The way income tax is levied is different in Scotland, owing to its devolved powers. At the current time, the starter rate also begins when annual earnings reach £11,850, but this will have to rise to £12,500 the following year. The higher rate starts at £43,430 and will be set in Scotland. Any changes will be made in the Scottish Budget in December.
Will there be a pay rise for anyone?
The National Living Wage is currently £7.83 an hour (as of 30th October 2018) but will increase at a faster rate than the rising cost of living.
So the National Living Wage, which is for workers aged 25 and over, will rise to £8.21 an hour in April.
Will the budget benefit drivers?
The Prime Minister Theresa May had already announced that fuel duty would be frozen for the ninth year in a row.

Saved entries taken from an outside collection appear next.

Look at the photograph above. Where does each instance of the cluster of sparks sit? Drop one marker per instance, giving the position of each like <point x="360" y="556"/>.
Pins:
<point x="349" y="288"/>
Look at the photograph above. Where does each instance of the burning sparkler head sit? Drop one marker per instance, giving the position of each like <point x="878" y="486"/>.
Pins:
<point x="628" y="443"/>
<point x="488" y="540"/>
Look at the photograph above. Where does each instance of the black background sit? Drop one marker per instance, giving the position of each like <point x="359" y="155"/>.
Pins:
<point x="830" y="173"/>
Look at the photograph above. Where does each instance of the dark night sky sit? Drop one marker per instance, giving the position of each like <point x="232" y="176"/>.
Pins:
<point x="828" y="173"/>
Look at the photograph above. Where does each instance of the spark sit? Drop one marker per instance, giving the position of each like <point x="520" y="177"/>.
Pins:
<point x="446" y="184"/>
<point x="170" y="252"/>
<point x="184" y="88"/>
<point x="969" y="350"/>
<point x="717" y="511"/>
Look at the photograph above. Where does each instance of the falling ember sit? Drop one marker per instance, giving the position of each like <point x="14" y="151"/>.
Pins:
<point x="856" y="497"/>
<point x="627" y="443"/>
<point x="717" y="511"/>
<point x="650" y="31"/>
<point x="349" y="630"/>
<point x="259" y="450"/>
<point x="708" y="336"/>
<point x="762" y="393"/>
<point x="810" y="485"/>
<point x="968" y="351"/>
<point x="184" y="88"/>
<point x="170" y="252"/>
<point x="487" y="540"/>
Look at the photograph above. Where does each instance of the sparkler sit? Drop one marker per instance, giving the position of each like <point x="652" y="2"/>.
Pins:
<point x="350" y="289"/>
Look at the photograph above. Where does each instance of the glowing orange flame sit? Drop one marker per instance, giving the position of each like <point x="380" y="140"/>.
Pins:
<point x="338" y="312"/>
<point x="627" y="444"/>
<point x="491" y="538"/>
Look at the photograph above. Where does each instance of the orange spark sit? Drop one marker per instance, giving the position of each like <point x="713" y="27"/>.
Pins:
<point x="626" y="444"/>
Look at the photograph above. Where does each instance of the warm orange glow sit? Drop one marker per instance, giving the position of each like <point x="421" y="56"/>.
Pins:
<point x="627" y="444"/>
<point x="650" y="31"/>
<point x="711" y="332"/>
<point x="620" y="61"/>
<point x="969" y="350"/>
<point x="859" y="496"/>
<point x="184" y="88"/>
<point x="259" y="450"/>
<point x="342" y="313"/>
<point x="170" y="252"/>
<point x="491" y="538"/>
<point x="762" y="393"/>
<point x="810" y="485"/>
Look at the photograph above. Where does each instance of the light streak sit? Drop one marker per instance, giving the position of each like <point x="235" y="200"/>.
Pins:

It was announced, local councils in England will receive an extra £420m to tackle the huge epidemic of potholes.
Are there any changes for the self-employed?
The Treasury believes that a third of people claiming to be self-employed as a “personal service company” are actually working in the same way as employees and should pay more income tax and national insurance.
Having changed the rules on this in the public sector , it will now do the same in the private sector from April 2020. However, this will only be used for those working for large and medium-sized businesses.
Notes and coins?
A new 50p coin will be issued to mark the UK’s departure from the EU.
The coin will feature the Queen’s head and the date 29 March 2019. On the reverse the phrase “Friendship with all nations”.
This is a change from the last budget where the Treasury wanted to withdraw the use of 1p and 2p coins, and possibly the £50 note. This idea has since been dropped.
Short-haul Air Passenger Duty
Short-haul rates of Air Passenger Duty will not rise for the eighth year in a row, this will keep costs down for 80% of passengers.
Long-haul rates will rise in line with inflation.